At first Mom only had a piece of gauze over her eye, with a metal shield and a piece of tape. One of her aunts sewed her a selection of cloth patches and she wore them for a month before she was fitted for an artificial eye.
Life With an Artificial Eye
Mom describes the space where her eye used to be as “like the inside of your cheek.” She removes the prosthetic eye to clean it occasionally and treats the area with natural tears when it gets dry (typically from dust, air conditioning or dry heat). Every few years, usually when the prosthetic starts to get uncomfortable, she visits an ocularist — someone who specializes in creating and fitting artificial eyes — to have the eye refitted or replaced. Over the years, her lower lid has thickened, so the ocularist thins out the bottom of the prosthetic to make it fit better. She has also experienced some drooping of her top lid where the bone has receded. It’s possible that cosmetic surgery might help, but Mom is reluctant to have a procedure when there are no guarantees it will work. “These days the appearance of it annoys me,” Mom says. “But I know that I can’t worry about that every day.”
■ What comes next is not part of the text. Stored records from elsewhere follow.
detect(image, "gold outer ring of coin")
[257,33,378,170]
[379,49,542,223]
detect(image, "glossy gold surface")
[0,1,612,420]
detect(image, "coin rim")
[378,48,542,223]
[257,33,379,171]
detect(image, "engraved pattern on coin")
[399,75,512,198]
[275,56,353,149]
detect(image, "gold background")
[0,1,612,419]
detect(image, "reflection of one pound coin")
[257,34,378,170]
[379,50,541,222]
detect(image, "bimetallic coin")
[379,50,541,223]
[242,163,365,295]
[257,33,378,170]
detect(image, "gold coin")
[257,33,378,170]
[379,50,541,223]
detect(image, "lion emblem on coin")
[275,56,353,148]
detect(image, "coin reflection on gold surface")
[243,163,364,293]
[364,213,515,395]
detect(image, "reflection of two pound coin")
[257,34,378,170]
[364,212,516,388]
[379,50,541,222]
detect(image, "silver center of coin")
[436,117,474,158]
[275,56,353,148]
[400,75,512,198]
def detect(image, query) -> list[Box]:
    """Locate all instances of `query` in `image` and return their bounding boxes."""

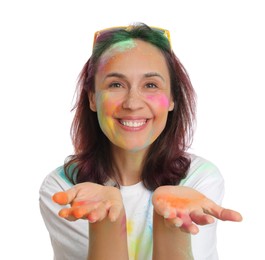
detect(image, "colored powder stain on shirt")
[126,220,134,235]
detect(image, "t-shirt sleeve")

Over the years Mom has found ways to adapt. She knows where to sit in a restaurant booth or around a conference table, so she can see everyone. She learned to tell new coworkers about her eye, so they knew she wasn’t ignoring them if they happened to approach her from the left. “I have a constant bruise on my left forearm from walking into doorknobs,” she says, “but things could be so much worse.”
On March 17, 1978, almost exactly two years to the day after her surgery, she met my Dad. They were married a year later, on St. Patrick’s Day 1979. My brother, sister and I were born over the next six years.
“At first I thought I was never going to get the chance to marry and have kids, which is all I wanted,” Mom told me. “But once I knew I could still have that life and continue my work as a nurse, I considered myself lucky.”
Over the years she’s taken tap classes, given zip-lining a try, and these days she’s busy chasing after my brother’s twin toddlers, her first grandchildren. “As bad as it was at the time, losing my eye to melanoma didn’t really impact my life in the long term,” Mom says. “I never let it stop me from doing everything I wanted to do.”
Maybe Mom’s experience never stopped her from doing everything she wanted to do, but sharing her story stopped me from making some of the same mistakes she had. For that, and a million other things, I’ll always be grateful to her.